The trial court, in finding of fact No. 8, construed the issues resulting from the oral agreement as follows:

“The oral contract between Plaintiffs and Defendant with regard to the pulp or cull logs was separate and distinct from that evidenced by Plaintiffs’ Exhibit No. 1. It was separate not only as to subject matter, basis of application and method of payment, but also as to the time of entering into the same. The matter of damages under the separate oral contract is not presently before the Court for determination.”

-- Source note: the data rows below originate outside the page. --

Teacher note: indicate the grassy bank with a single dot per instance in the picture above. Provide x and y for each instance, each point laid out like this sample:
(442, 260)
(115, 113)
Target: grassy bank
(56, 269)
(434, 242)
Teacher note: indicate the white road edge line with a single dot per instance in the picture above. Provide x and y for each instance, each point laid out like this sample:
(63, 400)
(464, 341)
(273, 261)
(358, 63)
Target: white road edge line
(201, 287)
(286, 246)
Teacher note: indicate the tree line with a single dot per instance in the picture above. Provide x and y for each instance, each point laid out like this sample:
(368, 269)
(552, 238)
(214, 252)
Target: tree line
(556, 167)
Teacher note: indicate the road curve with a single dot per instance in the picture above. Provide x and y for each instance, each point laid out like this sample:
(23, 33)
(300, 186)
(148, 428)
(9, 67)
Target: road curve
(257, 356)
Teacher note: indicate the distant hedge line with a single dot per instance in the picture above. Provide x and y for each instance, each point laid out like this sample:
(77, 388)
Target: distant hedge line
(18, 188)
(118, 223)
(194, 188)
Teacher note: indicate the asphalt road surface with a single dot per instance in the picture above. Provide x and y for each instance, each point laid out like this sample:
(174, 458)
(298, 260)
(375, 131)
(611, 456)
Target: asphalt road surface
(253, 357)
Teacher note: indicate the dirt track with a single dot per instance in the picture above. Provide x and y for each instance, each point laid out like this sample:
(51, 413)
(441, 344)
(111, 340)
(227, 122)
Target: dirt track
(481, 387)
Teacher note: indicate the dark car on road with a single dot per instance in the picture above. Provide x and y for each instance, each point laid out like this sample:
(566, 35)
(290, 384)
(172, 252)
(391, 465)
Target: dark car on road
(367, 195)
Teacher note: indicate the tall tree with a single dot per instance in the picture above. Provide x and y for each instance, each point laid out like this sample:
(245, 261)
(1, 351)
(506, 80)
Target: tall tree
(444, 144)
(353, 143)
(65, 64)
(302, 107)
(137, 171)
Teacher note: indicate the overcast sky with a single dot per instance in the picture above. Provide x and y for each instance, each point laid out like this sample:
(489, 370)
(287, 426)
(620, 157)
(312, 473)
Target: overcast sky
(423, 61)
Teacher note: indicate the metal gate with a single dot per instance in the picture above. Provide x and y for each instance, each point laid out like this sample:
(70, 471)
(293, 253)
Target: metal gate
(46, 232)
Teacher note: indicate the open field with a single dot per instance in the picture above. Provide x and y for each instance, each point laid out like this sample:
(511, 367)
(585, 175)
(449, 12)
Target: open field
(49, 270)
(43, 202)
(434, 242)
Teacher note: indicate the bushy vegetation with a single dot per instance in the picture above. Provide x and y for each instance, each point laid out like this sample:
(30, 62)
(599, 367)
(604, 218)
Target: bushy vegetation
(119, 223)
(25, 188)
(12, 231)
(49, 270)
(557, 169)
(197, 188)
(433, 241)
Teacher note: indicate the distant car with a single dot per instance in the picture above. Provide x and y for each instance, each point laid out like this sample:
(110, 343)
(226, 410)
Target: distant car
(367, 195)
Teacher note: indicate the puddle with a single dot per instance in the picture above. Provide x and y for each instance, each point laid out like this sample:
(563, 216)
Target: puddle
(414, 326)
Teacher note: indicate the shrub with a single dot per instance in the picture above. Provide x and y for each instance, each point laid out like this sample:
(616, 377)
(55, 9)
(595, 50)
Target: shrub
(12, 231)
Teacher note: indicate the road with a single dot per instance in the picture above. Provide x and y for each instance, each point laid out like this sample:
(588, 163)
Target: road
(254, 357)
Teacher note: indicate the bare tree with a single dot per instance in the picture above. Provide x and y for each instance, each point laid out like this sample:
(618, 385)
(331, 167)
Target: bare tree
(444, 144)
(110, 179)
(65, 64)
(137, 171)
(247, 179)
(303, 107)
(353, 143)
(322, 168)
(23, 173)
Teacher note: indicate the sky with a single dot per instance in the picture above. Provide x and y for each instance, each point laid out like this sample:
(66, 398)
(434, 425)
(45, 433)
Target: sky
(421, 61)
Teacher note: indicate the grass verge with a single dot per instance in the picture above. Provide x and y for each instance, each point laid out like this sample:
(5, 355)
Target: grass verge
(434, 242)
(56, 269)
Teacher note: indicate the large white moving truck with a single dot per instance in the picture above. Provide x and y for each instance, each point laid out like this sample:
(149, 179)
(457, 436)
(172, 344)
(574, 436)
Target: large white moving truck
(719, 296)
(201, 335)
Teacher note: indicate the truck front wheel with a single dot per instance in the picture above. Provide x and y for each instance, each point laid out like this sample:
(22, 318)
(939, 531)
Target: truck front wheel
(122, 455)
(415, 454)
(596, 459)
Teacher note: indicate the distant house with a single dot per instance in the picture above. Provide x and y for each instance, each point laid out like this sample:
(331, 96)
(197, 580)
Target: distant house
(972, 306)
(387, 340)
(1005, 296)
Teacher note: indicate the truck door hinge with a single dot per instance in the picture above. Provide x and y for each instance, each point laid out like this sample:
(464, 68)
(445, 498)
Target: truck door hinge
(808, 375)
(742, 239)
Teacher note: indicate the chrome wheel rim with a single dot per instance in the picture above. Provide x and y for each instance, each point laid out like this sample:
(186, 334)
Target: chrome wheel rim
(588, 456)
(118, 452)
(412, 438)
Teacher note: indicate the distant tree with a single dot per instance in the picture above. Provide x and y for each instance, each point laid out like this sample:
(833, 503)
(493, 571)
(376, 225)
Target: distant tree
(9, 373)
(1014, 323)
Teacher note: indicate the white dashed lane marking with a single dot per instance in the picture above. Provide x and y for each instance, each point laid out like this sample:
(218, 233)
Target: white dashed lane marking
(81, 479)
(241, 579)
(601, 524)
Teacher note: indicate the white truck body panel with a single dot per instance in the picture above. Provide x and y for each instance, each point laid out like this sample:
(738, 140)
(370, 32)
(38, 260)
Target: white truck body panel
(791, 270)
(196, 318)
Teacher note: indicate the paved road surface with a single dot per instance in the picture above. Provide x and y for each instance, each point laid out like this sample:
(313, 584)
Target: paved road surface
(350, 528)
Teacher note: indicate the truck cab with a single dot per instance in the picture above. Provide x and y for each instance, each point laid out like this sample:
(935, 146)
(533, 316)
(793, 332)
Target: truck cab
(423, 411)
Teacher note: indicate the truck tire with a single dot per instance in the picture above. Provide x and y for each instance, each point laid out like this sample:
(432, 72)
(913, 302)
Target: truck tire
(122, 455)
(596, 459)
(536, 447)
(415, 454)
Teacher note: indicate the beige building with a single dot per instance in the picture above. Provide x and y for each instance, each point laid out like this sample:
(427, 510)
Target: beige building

In finding of fact No. 14, the court declined to consider the pulpwood or culls as an element of damages arising from this transaction, and left that phase of the case to be adjudicated in a subsequent action. The court, having all of the interested parties before it, was duty bound to adjudicate the issues as raised by the amended pleadings. The pleadings, as amended, presented either a modification of the written agreement or a separate claim which increased or diminished the damages, if any, to which respondent was entitled. It is the established policy in this state that litigation between the same parties, arising out of the same transaction, be determined in one action to avoid multiplicity of suits. Abbott Corp. Ltd. v. Warren, 53 Wn. (2d) 399, 333 P. (2d) 932 (1959). The court erred in refusing to adjudicate the issues as raised by the amended pleadings.

The judgment is reversed, and the cause remanded with instructions to enter findings of fact and judgment upon the issues raised by the pleadings as amended or, in the alternative, to grant a new trial. Costs will abide the final determination of the cause.